In time, this team developed custom panels to serve Cruise-specific needs, which became more finely tuned as Webviz moved away from its legacy foundations. The latest production version enables users to save configurations and share among teammates the parameters needed for workflows, and to tap into Cruise’s other internal tools to watch simulations as they run or stream historical data directly from a data lake.
The open source release of Webviz isn’t quite as robust, but it contains a collection of general panels applicable to most robotics developers, according to Weon. New panels are already in the works, and Cruise intends to release a public API that’ll allow developers to build custom panels themselves.
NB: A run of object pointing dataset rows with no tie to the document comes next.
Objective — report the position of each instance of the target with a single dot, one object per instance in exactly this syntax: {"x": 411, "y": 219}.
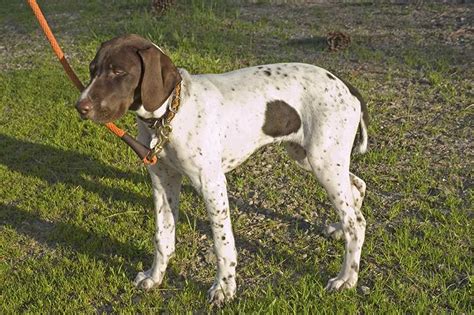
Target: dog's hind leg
{"x": 334, "y": 230}
{"x": 332, "y": 171}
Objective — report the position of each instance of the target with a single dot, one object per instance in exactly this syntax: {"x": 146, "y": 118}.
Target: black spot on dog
{"x": 280, "y": 119}
{"x": 355, "y": 267}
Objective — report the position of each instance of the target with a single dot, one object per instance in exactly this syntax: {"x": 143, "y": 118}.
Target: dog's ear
{"x": 159, "y": 78}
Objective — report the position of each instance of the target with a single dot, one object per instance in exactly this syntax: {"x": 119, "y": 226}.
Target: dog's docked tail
{"x": 362, "y": 138}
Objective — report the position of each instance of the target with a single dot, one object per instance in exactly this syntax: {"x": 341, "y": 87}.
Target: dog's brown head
{"x": 127, "y": 71}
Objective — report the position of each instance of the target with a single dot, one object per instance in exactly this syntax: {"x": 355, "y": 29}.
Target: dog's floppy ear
{"x": 159, "y": 77}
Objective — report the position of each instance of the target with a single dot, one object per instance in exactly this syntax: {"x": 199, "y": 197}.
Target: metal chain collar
{"x": 162, "y": 126}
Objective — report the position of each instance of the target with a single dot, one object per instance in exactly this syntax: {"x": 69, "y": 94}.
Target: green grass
{"x": 75, "y": 204}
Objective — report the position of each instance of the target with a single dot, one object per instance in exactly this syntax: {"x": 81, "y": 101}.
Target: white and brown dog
{"x": 222, "y": 120}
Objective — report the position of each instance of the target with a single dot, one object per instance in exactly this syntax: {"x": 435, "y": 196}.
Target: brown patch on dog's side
{"x": 280, "y": 119}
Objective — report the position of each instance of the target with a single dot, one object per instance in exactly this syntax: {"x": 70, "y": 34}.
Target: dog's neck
{"x": 158, "y": 113}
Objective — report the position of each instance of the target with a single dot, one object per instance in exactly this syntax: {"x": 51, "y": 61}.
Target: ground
{"x": 75, "y": 207}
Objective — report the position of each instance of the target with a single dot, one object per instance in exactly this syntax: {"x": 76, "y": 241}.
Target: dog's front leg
{"x": 213, "y": 187}
{"x": 166, "y": 187}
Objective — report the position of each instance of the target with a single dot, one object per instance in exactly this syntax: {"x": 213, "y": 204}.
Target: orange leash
{"x": 141, "y": 150}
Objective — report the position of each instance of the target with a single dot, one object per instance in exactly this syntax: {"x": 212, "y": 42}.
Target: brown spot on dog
{"x": 280, "y": 119}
“By streamlining the process by which we understand how our AVs see the world, interpret data, and make decisions on the road, Webviz has accelerated progress towards our mission — building the world’s most advanced self-driving vehicles to safely connect people with the places, things and experiences they care about,” Weon wrote. “Through it all, our guiding philosophy has been to provide users with a flexible set of tools that they can configure, extend, and customize for a variety of unique workflows.”
Webviz’s public launch comes after Cruise’s open-sourcing of Worldview, a graphics stack of 2D and 3D scenes with accompanying mouse and movement controls, click interaction, and a suite of built-in commands, and that came shortly after Uber open-sourced a web-based platform for vehicle data dubbed Autonomous Visualization System (AVS). Cruise’s and Uber’s contributions advance something of an open source trend in the autonomous vehicles industry — last year, Beijing, China-based tech giant Baidu and the University of California at Berkeley released large-scale self-driving corpora Apollo Scape and BDD100K, respectively, and startup NuTonomy in September debuted a self-driving data set — nuScenes — that it claimed at the time was the “largest open-source, multi-sensor self-driving dataset available to public.”
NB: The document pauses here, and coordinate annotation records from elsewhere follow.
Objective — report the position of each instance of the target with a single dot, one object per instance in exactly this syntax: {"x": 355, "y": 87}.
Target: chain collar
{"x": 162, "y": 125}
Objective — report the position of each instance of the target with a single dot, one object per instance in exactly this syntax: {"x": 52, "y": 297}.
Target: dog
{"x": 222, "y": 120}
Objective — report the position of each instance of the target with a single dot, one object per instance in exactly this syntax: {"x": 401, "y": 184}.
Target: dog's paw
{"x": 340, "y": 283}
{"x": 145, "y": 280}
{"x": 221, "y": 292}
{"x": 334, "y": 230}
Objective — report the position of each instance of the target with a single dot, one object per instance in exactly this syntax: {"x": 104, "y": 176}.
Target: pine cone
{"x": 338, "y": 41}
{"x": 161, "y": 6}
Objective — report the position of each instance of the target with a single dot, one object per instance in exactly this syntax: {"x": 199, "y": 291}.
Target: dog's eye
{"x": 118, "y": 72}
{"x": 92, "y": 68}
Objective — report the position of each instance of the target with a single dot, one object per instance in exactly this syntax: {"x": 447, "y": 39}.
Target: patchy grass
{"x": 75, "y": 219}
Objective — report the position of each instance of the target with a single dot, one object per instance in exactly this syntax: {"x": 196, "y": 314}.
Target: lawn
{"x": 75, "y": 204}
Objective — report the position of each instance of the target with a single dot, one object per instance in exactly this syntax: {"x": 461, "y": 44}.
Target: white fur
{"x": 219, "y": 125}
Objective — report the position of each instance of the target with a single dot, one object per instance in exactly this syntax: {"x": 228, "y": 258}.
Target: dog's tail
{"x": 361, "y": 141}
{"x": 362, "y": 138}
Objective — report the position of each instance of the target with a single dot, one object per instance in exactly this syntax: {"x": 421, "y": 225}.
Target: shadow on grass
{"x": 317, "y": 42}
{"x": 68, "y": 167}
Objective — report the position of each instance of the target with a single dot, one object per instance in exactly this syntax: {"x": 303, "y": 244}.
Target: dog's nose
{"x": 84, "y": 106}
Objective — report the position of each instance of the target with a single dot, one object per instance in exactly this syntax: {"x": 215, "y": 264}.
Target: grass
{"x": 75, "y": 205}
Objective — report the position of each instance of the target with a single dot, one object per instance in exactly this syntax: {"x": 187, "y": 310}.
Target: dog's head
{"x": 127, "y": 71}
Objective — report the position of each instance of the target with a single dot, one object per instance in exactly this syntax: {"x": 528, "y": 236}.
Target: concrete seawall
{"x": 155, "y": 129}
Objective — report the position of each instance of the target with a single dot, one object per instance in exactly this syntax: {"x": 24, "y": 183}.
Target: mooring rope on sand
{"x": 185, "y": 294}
Separately this week at the IEEE Conference on Computer Vision and Pattern Recognition (CVPR) 2019 in Long Beach, California, Google parent company Alphabet’s Waymo released a new high-quality multimodal sensor data set for autonomous driving, featuring some 3,000 driving scenes totalling 16.7 hours of video data, 600,000 frames, and approximately 25 million 3D bounding boxes and 22 million 2D bounding boxes. Other similar collections include Mapillary’s Vistas data set of street-level imagery, the KITTI collection for mobile robotics and autonomous driving research, and the Cityscapes data set developed and maintained by Daimler, the Max Planck Institute for Informatics, and the TU Darmstadt Visual Inference Group.